SINGLE VERSUS MULTIPLE EPISODES OF STATUS EPILEPTICUS DURING A HOSPITAL ADMISSION

Abstract number : 3.256
Submission category :
Year : 2005
Submission ID : 5260
Source : www.aesnet.org
Presentation date : 12/3/2005 12:00:00 AM
Published date : Dec 2, 2005, 06:00 AM

Authors :
1Linda Kopec Garnett, 1Elizabeth Waterhouse, 1Lawrence Morton, 1Alan Towne, 1Susan Byers, 1Julie Bieber, 2Viswanathan Ramakrishnan, 2Jianmin Zhao, and 1Robe

Status Epilepticus (SE) is a serious medical condition associated with high mortality. This study examines patients who have multiple episodes of SE during a hospital admission and those who have a single SE episode. Data was obtained from the NIH Greater Richmond Metropolitan Area Status Epilepticus data system; prospectively collected data on SE cases in Richmond, Virginia. Cases were divided into 2 groups: those who experienced multiple SE episodes during the hospital admission (recurrence group) and those who experienced a single SE episode (single group).

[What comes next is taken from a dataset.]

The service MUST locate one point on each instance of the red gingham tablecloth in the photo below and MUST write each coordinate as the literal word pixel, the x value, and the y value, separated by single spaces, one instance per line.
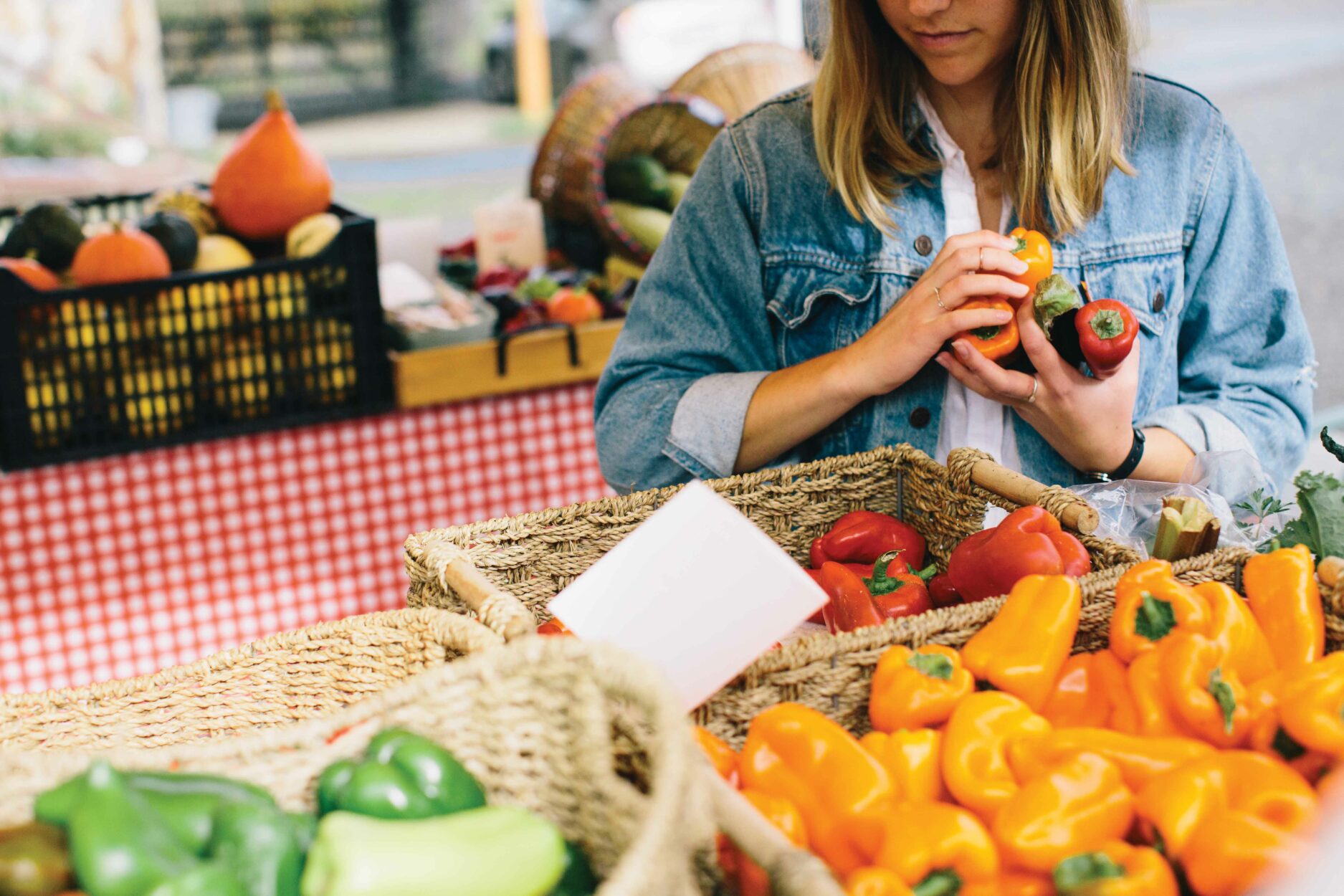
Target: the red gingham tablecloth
pixel 121 566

Variables examined included age, race, gender, etiology, SE type, mortality, and patient location at initial SE onset. A total of 1099 cases were available for analysis. Of these, 4% (n=47) had one or more recurrent SE episodes during the admission (recurrence group). There were no statistically significant differences in age, race, gender, etiology, SE type, and patient location at SE onset when comparing the recurrence group with the single group. Of the 47 cases in the recurrence group, 36 (76%) had 1 recurrent SE episode during the admission, 7 (15%) had 2 recurrences, 2 (4%) had 3 recurrences, 1 (2%) had 6 recurrences and 1 (2%) had 7 recurrences during the admission. Mortality in cases with a single episode of SE was 23%, and mortality in the recurrence group was 34%. This study demonstrated that recurrent SE episodes occur within a hospitalization in 4% of SE admissions. There appears to be a trend toward higher mortality among the recurrence group. This is an interesting and potentially important observation for clinicians who need to discuss the prognosis of SE patients. (Supported by NIH P50 NS25630.)